Spielanlage auf dem Waldorfcampus Christo Libuda (Lichtschwärmer)

Gestaltete Außenanlage auf dem Waldorf Campus in Berlin-Schöneberg

Herr Richter, worum genau geht es im Qualifizierten Freiflächenplan (QFP)?

Dieses Planungsinstrument soll sicherstellen, dass Außenflächen nachhaltig und qualitätsvoll gestaltet werden. Der QFP muss darlegen, dass auf dem Baugrundstück so wenig Boden wie möglich versiegelt wird und Niederschlagswasser versickert oder zurückgehalten wird. Darüber hinaus muss er Angaben zum Schutz bestehender Bäume, zu Ersatzpflanzungen nach der Baumschutzverordnung, zur Begrünung unbebauter Grundstücksflächen und von Gebäudeteilen sowie zur Gestaltung von Kinderspielplätzen enthalten. Hinzu kommen noch, je nach Lage des Grundstücks, Anforderungen zum Biotopflächenfaktor (BFF). Der BFF gibt an, wie viel eines Grundstücks ökologisch wirksam begrünt oder wasserdurchlässig ist.

 

In welchen Fällen ist ein QFP erforderlich?

Wer einen Baugenehmigungsantrag stellt, muss immer dann einen verbindlichen QFP einreichen, wenn ein Lageplan erforderlich ist, Außenanlagen also im Zuge eines genehmigungsbedürftigen Vorhabens neu gestaltet oder erheblich umgebaut werden. Bei „geringfügigen Vorhaben“, die nicht gegen § 6 der Bauordnung für Berlin verstoßen, braucht man ihn nicht.

 

Gibt es in Berlin bereits Erfahrungen mit dem QFP?

Aufgrund der kurzen Zeit seit Einführung liegen noch keine umfassenden Erfahrungen vor. In einigen Berliner Gebieten ist ein QFP allerdings bereits länger vorgeschrieben, etwa in der Schöneberger Innenstadt oder in Landschaftsplangebieten mit verbindlich vorgeschriebenem Biotopflächenfaktor. Und dort hat sich gezeigt, dass die Freiraumplanung tatsächlich frühzeitig integraler Bestandteil von Projekten war. Ähnlich positive Erfahrungen gibt es aus Städten wie Leipzig, München und Frankfurt am Main, die den QFP bereits früher als kommunale Gestaltungssatzung eingeführt haben.

 

Wie trägt der QFP zur Klimaanpassung bei?

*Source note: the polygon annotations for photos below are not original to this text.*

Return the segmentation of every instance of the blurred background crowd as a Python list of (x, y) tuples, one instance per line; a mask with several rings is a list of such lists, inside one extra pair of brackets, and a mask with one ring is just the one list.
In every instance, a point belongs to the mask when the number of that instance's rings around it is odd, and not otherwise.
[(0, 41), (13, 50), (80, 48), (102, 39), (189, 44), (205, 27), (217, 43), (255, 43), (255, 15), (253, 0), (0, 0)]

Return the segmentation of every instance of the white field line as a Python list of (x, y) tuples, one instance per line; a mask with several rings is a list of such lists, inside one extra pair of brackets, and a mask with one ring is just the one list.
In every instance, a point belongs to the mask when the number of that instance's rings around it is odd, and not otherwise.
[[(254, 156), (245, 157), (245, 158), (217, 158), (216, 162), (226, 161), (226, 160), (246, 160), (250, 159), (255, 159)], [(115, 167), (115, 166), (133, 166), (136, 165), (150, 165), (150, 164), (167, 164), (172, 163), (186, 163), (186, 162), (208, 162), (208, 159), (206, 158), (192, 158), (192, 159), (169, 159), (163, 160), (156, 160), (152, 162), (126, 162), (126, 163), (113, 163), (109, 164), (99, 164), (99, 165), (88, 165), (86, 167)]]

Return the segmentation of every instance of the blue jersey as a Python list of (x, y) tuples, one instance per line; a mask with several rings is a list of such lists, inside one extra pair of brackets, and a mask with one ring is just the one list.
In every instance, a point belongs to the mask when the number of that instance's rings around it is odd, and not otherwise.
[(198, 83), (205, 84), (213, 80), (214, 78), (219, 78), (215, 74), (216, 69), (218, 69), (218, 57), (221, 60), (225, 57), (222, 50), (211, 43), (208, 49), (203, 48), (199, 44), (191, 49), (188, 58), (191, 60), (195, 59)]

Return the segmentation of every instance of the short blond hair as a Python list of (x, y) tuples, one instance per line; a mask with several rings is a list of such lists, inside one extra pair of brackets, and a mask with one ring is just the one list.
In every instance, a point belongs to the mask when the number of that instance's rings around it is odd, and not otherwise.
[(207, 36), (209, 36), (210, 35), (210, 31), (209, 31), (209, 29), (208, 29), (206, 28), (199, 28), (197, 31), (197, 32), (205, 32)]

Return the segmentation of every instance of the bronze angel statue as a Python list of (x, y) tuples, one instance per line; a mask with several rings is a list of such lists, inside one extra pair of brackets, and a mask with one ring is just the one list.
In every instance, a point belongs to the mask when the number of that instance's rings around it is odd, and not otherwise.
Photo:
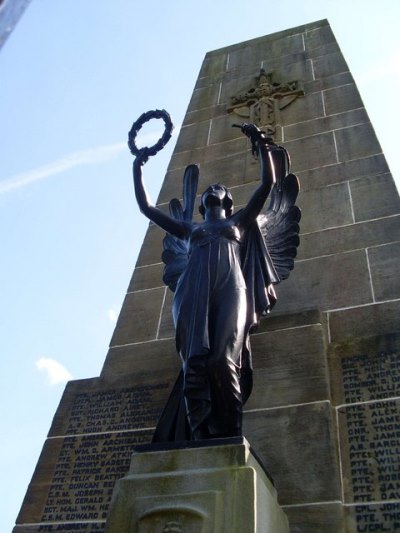
[[(142, 180), (149, 153), (133, 165), (140, 210), (167, 232), (164, 282), (174, 291), (176, 348), (182, 370), (153, 441), (242, 435), (243, 405), (252, 389), (249, 335), (276, 302), (274, 285), (293, 269), (299, 244), (299, 191), (287, 151), (253, 124), (242, 124), (260, 162), (260, 184), (247, 205), (233, 210), (232, 195), (219, 183), (201, 195), (203, 221), (193, 221), (199, 170), (186, 168), (183, 205), (170, 215), (156, 208)], [(271, 193), (265, 213), (263, 206)]]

Er bündelt ökologische, technische und baukulturelle Potenziale der Freianlagen und bringt sie frühzeitig in Bauvorhaben ein. Zum Beispiel zwingt er Bauherr:innen und deren Planungsteams, Themen wie Regenwassermanagement, Baumerhalt, Neupflanzungen und Bodenversiegelung frühzeitig zu berücksichtigen. So lassen sich Maßnahmen zur Klimafolgenanpassung leichter identifizieren und umsetzen – ein Ansatz, der Vorsorge vor Nachsorge stellt.

 

Und wie wirkt er sich speziell auf die Bewirtschaftung von Regenwasser aus?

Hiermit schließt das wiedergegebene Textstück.